Here is a recipe I made up to use some of my abundantly growing zucchini. It’s fairly healthful as I used Splenda for my diabetic Hubby. It is moist and spicy and rich. Enjoy!

Ingredients
– 2 cups white sugar (I used 1 3/4 cup Splenda Sugarblend)
– 2 eggs, slightly beaten
– 2 cups carrots, peeled and shredded
– 2 cups zucchini, peeled and shredded
– 2 cups all-purpose flour
– 3 teaspoons ground cinnamon
– 1 teaspoon ground nutmeg
– 1/2 teaspoon cloves
– 1 teaspoon salt
– 2 teaspoons baking powder
– 1/2 cup cooking oil
– 1 teaspoon vanilla
– 1 cup raisins (optional)
– Top with whipped cream

Prep Time: 15 minutes
Cook Time: 45 minutes
Container: 9″ x 13″ baking dish, greased and floured
This rich, moist cake unites two garden favorites and the sweetness of raisins.

Directions

* Preheat oven to 350ยบ F.
* In a large mixing bowl, blend sugar, eggs, oil, and vanilla together, mix well.
* Add dry ingredients and stir.
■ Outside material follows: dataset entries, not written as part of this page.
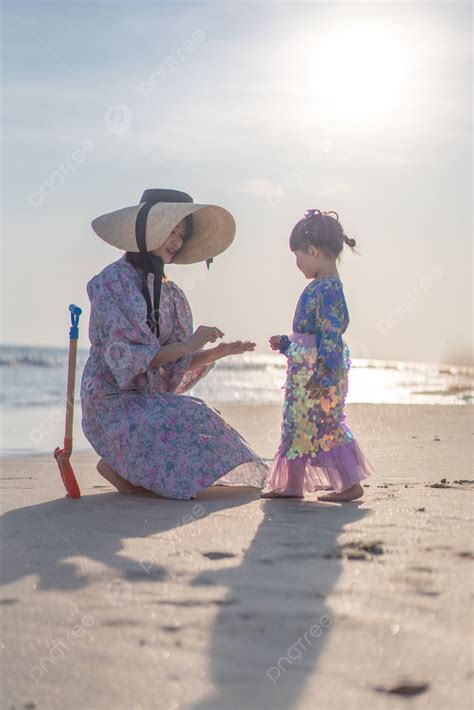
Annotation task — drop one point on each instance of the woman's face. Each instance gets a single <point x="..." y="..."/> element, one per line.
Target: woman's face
<point x="172" y="243"/>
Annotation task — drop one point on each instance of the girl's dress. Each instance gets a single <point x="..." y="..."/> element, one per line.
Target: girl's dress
<point x="317" y="449"/>
<point x="136" y="417"/>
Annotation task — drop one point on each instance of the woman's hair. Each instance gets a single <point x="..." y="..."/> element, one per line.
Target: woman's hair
<point x="136" y="258"/>
<point x="320" y="230"/>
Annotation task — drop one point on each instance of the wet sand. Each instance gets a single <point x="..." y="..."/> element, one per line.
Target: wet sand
<point x="232" y="602"/>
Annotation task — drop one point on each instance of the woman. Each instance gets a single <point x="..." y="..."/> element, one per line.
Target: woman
<point x="144" y="356"/>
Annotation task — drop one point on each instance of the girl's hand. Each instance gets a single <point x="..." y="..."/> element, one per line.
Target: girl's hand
<point x="275" y="342"/>
<point x="202" y="336"/>
<point x="236" y="348"/>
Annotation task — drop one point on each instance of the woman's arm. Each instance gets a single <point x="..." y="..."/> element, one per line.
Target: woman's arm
<point x="206" y="357"/>
<point x="169" y="353"/>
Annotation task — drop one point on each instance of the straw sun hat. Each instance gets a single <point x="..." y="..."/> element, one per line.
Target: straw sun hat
<point x="145" y="227"/>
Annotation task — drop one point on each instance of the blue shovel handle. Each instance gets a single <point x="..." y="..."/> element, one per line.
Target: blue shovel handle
<point x="74" y="329"/>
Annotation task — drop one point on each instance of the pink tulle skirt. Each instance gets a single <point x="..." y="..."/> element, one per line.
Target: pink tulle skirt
<point x="340" y="468"/>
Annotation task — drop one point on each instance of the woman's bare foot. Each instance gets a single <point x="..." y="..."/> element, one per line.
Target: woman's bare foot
<point x="351" y="493"/>
<point x="116" y="480"/>
<point x="273" y="494"/>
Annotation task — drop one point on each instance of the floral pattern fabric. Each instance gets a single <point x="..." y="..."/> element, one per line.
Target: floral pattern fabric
<point x="137" y="418"/>
<point x="317" y="448"/>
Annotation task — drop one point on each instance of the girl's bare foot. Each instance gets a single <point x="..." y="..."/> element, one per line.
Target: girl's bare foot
<point x="116" y="480"/>
<point x="273" y="494"/>
<point x="351" y="493"/>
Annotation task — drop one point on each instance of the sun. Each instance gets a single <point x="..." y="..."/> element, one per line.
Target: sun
<point x="358" y="74"/>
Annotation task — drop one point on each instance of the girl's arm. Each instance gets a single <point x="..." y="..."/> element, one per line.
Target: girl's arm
<point x="330" y="325"/>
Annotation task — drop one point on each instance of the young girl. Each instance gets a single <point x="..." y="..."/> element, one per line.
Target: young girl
<point x="317" y="449"/>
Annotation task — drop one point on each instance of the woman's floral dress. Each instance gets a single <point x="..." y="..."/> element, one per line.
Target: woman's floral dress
<point x="317" y="449"/>
<point x="136" y="417"/>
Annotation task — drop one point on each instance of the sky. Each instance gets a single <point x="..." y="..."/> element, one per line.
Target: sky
<point x="265" y="108"/>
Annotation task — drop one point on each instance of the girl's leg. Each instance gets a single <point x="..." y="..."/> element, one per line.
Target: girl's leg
<point x="352" y="493"/>
<point x="116" y="479"/>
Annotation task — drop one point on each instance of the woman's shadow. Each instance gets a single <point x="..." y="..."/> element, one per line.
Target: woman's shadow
<point x="41" y="539"/>
<point x="274" y="622"/>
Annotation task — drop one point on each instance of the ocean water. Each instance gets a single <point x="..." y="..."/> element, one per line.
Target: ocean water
<point x="33" y="389"/>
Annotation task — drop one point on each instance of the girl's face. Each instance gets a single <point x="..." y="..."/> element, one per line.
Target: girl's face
<point x="309" y="261"/>
<point x="172" y="243"/>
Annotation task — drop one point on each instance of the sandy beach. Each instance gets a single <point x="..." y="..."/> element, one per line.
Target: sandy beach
<point x="232" y="602"/>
Add grated carrots and zucchini, mix until well combined. Blend in raisins.
* Pour into prepared baking dish. Bake 40 minutes, or until toothpick inserted in center comes out clean.
* Serve warm or cool. You may garnish with whipped topping or ice cream if desired. May substitute all carrots or all zucchini rather than a combination if desired.